Potem miałem okazję czytywać wersję amerykańską, potem, za niepodległości, zaprenumerowałem sobie (waluty już były dostępne!) wersję brytyjską i cały czas tęskniłem za polską. Wreszcie się zjawiła. Tym razem serdeczne życzenia składam Redakcji. Wszystko, co się pisze o bieganiu, może być dla biegających bardzo pożyteczne. Z mojego czytelniczego doświadczenia wynika, że niektóre prawdy zostają w pamięci na zawsze. Niekoniecznie jako nauka, instrukcja czy przestroga. Czasem jako zdanie, które urzeka trafnością obserwacji.
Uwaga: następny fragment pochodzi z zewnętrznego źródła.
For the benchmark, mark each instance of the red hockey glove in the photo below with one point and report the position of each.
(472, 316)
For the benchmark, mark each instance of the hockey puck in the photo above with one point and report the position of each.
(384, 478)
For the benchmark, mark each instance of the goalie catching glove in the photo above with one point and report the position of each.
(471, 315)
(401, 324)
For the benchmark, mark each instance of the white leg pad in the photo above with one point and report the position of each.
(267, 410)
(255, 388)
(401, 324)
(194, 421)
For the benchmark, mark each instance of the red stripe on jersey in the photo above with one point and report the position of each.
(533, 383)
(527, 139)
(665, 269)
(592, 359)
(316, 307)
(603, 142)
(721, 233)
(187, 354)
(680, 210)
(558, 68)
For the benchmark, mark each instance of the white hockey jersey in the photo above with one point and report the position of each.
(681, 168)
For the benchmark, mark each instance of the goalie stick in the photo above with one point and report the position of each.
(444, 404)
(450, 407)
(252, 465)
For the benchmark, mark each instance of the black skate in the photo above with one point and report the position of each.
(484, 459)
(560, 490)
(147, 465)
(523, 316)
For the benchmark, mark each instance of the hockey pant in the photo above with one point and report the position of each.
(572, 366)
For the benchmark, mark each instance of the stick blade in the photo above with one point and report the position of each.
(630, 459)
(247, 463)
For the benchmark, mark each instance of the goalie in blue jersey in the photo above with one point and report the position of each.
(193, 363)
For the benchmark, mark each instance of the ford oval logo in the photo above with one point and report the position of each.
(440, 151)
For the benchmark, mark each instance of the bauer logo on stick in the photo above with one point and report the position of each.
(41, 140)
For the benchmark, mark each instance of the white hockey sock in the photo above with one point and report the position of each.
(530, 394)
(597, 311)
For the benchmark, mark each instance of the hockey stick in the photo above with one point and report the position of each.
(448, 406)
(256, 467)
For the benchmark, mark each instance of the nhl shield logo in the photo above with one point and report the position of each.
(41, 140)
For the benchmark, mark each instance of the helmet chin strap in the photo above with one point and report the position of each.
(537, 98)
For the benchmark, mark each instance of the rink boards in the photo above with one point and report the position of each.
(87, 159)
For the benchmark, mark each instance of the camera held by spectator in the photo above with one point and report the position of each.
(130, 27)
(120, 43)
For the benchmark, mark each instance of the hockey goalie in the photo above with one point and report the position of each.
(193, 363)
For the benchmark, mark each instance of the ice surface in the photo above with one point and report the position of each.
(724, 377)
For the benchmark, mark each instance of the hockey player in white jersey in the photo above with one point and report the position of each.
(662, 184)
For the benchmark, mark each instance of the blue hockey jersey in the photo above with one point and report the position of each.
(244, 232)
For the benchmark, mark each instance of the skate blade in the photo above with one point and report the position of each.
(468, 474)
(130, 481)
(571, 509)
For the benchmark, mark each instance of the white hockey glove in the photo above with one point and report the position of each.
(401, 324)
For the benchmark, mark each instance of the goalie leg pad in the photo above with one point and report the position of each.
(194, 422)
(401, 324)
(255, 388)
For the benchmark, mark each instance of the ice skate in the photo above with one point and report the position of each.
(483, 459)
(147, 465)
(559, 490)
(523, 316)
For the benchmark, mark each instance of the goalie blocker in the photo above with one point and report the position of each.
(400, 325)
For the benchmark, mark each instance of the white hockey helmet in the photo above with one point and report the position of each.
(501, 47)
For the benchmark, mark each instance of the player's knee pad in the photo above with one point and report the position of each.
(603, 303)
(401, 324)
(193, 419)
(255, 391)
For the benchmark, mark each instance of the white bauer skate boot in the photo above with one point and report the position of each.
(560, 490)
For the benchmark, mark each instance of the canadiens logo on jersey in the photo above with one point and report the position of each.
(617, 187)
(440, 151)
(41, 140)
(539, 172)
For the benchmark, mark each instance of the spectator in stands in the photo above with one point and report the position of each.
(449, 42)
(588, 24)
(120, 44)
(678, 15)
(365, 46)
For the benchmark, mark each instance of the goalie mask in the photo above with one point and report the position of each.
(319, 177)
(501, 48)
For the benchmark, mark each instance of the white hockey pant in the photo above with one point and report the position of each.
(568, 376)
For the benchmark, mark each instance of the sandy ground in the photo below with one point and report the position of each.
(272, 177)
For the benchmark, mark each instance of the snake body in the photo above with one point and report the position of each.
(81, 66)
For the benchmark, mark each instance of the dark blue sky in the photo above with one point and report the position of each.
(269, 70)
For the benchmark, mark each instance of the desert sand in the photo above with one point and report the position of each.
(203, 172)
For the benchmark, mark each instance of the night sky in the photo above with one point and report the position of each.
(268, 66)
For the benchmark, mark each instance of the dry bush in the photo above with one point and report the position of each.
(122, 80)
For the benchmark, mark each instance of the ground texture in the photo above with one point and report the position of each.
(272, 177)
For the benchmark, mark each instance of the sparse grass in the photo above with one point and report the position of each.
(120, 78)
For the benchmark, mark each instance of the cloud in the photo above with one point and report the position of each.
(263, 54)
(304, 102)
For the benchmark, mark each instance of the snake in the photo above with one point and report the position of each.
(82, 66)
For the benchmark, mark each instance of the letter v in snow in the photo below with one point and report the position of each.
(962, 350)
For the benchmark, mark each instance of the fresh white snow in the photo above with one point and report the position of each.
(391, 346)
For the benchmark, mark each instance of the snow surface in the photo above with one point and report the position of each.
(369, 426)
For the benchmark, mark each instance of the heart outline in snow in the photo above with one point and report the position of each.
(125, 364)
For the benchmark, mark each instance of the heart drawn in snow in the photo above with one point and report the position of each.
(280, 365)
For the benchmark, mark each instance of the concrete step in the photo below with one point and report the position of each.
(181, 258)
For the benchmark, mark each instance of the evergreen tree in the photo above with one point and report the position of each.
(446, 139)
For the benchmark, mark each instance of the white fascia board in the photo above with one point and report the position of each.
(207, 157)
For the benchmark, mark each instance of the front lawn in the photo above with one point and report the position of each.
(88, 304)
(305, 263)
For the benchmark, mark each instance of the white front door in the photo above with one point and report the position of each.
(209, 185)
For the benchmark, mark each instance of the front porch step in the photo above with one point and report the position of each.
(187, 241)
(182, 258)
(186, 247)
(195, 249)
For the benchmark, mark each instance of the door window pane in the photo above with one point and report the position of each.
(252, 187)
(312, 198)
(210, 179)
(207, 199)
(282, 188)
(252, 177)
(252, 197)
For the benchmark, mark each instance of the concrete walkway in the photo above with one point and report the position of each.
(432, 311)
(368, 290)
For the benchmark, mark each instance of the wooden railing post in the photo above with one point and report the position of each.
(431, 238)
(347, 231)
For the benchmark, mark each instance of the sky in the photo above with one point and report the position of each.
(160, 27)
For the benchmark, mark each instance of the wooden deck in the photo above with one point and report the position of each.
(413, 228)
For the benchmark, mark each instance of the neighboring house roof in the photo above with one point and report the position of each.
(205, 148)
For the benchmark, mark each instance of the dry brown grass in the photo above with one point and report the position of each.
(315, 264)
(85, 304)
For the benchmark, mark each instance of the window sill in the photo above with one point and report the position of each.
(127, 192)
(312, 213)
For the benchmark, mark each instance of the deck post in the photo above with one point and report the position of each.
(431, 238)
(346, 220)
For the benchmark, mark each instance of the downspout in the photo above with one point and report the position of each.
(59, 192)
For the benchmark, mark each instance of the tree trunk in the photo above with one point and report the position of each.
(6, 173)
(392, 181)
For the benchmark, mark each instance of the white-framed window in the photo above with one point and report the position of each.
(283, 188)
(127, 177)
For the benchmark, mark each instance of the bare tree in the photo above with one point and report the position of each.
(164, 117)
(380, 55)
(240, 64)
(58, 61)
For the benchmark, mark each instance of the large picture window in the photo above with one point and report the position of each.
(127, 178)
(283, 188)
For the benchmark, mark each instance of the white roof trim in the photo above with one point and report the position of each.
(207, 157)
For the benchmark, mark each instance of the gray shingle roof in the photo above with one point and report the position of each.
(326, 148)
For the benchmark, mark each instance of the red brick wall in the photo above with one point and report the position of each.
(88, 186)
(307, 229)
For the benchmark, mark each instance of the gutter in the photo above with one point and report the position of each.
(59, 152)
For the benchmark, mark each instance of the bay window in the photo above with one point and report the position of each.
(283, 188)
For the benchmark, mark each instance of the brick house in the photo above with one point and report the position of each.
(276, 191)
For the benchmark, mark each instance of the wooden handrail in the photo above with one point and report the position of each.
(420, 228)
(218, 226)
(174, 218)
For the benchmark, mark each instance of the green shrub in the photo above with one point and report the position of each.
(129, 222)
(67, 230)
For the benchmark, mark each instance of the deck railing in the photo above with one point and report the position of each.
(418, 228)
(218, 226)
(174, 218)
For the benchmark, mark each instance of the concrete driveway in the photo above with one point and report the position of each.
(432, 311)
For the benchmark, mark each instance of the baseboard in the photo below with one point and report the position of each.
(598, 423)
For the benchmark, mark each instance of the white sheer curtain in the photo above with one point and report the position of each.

Pamiętam na przykład takie oto stwierdzenie z "RW" sprzed lat kilkunastu: "Jaka jest różnica między biegaczem a joggerem? Ten, który przybiegł na metę przed tobą – to biegacz. Za tobą – jogger". Proste? Proste. Trafne? O tak!
Albo inne zdanko, też z lat dawnych: "Jeżeli w radiowej prognozie pogody, której przecież pilnie słuchasz przed zawodami, powiedzą, że jutro będzie wspaniała pogoda na maraton, możesz być pewien, że będziesz się słaniał z upału". Wielka prawda! Pokazująca, jak dalece nasi niebiegający bliźni nie potrafią sobie zdać sprawy z rozgrzewających właściwości biegania.